Sunday, April 24, 2011

Tarte Aux Quetsches

Ok here is the Easter edition of Food Porn. The plum tart. We planted alot of plum trees a couple years back and I am always looking for new ways to use plums. (these are not from the farm due to the time of year, but they are organic, and lovely). Try this one, it is super easy.

3 cups A/P flour
2 1/4 sticks unsalted butter
1/2 cup sugar (I used raw, organic)
1 tsp. kosher salt
1 tsp. lemon zest
4 egg yolks

1 cup sugar
4 lbs plums (halved and pitted)
1 Tbs. lemon juice (not out of a damn bottle)
3 Tbs. corn starch
1 tsp vanilla extract (if you use the fake stuff, I will hunt you down and break your fingers one by one)
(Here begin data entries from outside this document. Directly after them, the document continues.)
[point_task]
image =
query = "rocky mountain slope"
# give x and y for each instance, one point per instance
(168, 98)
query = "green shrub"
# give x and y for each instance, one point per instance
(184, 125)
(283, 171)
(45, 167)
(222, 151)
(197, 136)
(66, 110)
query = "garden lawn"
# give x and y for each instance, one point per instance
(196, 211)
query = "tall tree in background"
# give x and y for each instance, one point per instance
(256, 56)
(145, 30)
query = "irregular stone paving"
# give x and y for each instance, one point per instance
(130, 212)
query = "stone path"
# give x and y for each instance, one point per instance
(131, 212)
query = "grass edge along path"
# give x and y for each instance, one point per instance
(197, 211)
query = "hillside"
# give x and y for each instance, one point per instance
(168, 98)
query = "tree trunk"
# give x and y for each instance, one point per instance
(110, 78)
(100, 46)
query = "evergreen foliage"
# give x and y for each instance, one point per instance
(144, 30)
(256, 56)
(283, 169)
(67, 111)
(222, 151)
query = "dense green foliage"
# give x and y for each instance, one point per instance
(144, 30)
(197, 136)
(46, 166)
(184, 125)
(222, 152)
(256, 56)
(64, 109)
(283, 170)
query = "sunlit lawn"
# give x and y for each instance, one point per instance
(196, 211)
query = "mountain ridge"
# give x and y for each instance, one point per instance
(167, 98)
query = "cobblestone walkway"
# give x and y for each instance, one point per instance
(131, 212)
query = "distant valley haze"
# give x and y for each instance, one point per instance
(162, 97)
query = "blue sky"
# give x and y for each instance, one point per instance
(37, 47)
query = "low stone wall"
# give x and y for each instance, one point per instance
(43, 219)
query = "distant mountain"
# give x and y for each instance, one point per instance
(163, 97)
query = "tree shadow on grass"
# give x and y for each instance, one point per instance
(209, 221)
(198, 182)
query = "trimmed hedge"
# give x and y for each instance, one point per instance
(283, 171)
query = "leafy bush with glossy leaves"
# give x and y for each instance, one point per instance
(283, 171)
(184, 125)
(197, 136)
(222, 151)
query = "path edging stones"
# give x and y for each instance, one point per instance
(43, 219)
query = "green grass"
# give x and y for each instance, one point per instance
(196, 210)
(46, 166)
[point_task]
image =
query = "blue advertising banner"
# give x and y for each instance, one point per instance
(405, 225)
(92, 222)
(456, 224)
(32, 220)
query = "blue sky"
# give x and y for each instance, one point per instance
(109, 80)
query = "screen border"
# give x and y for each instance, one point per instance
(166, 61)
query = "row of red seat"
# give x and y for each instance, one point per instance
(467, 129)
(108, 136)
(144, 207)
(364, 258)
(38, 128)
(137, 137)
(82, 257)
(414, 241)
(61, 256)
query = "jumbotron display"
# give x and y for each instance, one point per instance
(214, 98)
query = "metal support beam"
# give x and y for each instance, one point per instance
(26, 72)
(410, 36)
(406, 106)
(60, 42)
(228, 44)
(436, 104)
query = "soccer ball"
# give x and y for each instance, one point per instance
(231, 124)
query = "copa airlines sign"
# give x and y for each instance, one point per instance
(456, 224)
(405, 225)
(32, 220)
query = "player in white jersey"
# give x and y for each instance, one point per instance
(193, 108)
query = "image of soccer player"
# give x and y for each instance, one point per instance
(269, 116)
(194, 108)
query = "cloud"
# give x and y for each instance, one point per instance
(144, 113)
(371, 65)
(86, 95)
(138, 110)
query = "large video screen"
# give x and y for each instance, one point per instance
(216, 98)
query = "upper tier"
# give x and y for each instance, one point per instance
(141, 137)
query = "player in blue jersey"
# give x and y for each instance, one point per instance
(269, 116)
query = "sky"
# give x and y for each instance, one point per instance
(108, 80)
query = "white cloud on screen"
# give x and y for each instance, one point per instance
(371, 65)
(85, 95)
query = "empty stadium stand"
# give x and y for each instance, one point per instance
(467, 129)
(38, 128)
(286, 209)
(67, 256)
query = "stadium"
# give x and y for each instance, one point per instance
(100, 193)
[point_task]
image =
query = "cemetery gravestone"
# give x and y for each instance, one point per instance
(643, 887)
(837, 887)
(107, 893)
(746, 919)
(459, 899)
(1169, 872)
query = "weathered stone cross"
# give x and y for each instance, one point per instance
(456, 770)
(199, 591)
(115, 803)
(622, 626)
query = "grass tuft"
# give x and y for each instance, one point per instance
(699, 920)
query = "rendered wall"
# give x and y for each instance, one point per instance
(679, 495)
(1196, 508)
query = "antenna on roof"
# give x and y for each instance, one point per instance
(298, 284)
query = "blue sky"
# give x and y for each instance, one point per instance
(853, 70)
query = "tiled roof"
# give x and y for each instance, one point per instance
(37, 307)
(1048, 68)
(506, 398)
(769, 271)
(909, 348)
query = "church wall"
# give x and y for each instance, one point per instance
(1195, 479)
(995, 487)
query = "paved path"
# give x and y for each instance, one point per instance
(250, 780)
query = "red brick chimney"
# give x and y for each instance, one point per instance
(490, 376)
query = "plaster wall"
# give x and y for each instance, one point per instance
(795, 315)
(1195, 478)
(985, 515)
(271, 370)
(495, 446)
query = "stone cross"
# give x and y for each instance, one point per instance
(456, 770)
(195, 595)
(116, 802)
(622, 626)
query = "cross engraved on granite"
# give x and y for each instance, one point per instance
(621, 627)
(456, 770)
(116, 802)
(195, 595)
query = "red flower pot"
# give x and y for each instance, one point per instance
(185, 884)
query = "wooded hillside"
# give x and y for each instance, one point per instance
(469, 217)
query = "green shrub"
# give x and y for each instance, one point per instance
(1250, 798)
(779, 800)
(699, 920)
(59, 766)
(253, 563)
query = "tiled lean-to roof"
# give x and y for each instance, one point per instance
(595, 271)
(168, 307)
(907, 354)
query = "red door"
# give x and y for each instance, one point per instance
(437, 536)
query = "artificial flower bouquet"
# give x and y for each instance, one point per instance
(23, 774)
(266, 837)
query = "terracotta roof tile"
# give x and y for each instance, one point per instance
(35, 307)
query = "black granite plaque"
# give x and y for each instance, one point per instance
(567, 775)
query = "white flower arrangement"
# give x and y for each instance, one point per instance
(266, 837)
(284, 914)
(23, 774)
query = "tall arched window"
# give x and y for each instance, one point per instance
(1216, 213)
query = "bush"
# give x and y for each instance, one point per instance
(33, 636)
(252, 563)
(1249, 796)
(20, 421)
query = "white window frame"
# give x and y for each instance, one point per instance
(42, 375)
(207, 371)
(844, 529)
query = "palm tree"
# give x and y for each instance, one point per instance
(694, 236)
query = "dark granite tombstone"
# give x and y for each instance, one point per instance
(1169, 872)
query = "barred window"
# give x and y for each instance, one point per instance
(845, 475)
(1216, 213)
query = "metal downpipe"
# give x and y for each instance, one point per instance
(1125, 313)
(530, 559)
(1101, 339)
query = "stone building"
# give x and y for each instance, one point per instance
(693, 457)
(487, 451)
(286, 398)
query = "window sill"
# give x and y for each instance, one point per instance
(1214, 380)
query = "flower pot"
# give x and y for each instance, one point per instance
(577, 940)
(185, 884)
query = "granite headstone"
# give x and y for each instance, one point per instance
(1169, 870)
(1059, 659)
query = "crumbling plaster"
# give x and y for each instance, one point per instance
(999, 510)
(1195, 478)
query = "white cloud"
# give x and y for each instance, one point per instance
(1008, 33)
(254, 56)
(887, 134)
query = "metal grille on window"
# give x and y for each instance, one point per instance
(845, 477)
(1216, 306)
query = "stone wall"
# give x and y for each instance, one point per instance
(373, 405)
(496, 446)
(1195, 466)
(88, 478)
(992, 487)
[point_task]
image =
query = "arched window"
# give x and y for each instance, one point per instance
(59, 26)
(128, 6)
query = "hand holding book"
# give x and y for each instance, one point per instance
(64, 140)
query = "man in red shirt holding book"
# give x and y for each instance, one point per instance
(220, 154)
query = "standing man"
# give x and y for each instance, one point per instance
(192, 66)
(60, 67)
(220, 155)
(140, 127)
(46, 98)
Technique: In a food processor combine flour, zest, sugar, and salt. Blend until it is a crumble. Add egg yolks and blend for just a moment.
Turn out on board and knead until dough comes together. Divide into two balls and wrap with film. Chill for 30 minutes. For the filling, cut the plums into halves and toss with sugar, cornstarch, vanilla, and lemon juice. Allow to sit for 30 minutes. In a tart pan, pat out dough until it covers the bottom, and sides. Add plums, shingle them in a pretty fashion. Bake for 15 minutes in 425 degree oven. After 15 minutes, turn the oven down to 375 degrees and cover the tarts with loose foil and bake for another 30-40 minutes. I am topping this tart with Marscapone cheese that is sweetened with honey and vanilla. Have at it!